Лава с деланным равнодушием вернулась за компьютер и пожала плечами.
– Конечно, как не дать премию за текст с фразами типа «детские глаза, наполненные слезами»… Жюри обмочилось, наверное, от умиления. Брр, даже не верится, что мужик может писать такие сентиментальные тексты. Отличная работа – съездить к сиротам, всех пожалеть, ничего нового не сказать – но ты лучший репортер, потому что дети бедные, а ты высокоморальный! Ладно, обойдусь, – она сама удивилась, как холодно и тяжело стало в груди. Уже в который раз ее обходят и премией, и званием. Данилов кивал в знак согласия, но явно не хотел продолжать этот неприятный разговор. – Слушай, Игорь, давай ты больше не будешь мне говорить про этот треугольник, ладно? И Марго, и Ева неподходящая пара этому Стасу, и они это тоже понимают. Ева, конечно, милая, но она… как бы тебе объяснить… совсем не в стиле таких вот мажоров. Это и в сериалах выглядит ненатурально, а в жизни и тем более. И она хоть и самая молодая из нас, но его все-таки старше, и у нее дочке пять лет. Зачем ему девушка с таким приданым? Ему надо такую же беззаботную и модную. И они обе, и Ева, и Марго, понимают, что он здесь не останется, так что рассчитывать на него как на спутника жизни ни одна не будет. Марго это в принципе не надо, а Ева хоть иногда и кажется глупышкой, но она достаточно практичная, и понимает, что не увезет он ее в Питер с дочкой в светлое будущее. Максимум сводит в кафешку разок-другой, переспит и отчалит. Поэтому не будут они ссориться с Марго. Не из-за чего.

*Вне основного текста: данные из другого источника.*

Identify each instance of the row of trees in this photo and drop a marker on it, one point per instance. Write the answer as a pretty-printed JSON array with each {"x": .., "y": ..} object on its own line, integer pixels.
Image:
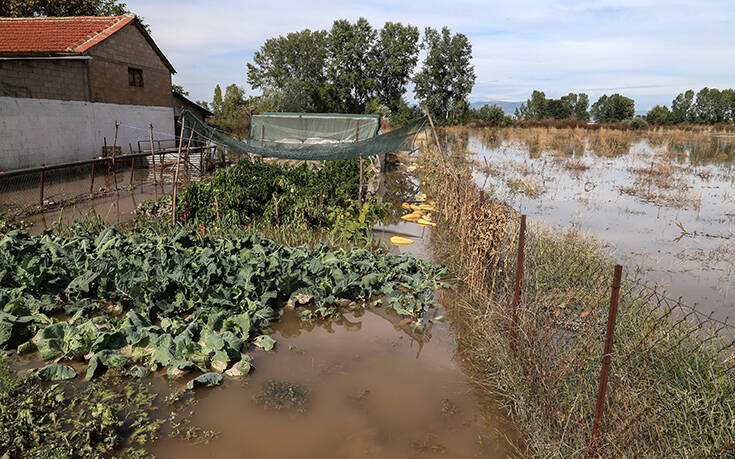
[
  {"x": 538, "y": 107},
  {"x": 710, "y": 106},
  {"x": 27, "y": 8},
  {"x": 576, "y": 106},
  {"x": 355, "y": 68}
]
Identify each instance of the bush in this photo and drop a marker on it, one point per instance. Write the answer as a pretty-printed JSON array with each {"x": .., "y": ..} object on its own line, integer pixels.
[{"x": 276, "y": 193}]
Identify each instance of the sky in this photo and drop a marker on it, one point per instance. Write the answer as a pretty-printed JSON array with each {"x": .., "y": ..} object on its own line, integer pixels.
[{"x": 649, "y": 50}]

– Вот ты, вроде, женщина, а я будто с роботом разговариваю, – Данилов с досадой отодвинул пустую чашку. – У нас барышни могут поцапаться из-за того, что одна другой бусики раскритиковала. А тут целый мужик. Лава, я же не прошу тебя им там свечку держать! Просто поговори с Марго осторожно… Пусть делят стажера, как хотят, но чтобы она девочку не заклевала потом. Нам Ева самим нужна.
– Ладно, – нехотя буркнула Лава. – Как-нибудь поговорю.
Снаружи кто-то дернул ручку двери, а потом деликатно постучал. Данилов отпер кабинет и широко улыбнулся Стасу:
– А у нас тут совещание!
– Я готов к рейду! – объявил стажер.
Из-за его спины в свой кабинет прошла улыбающаяся белокурая Ева.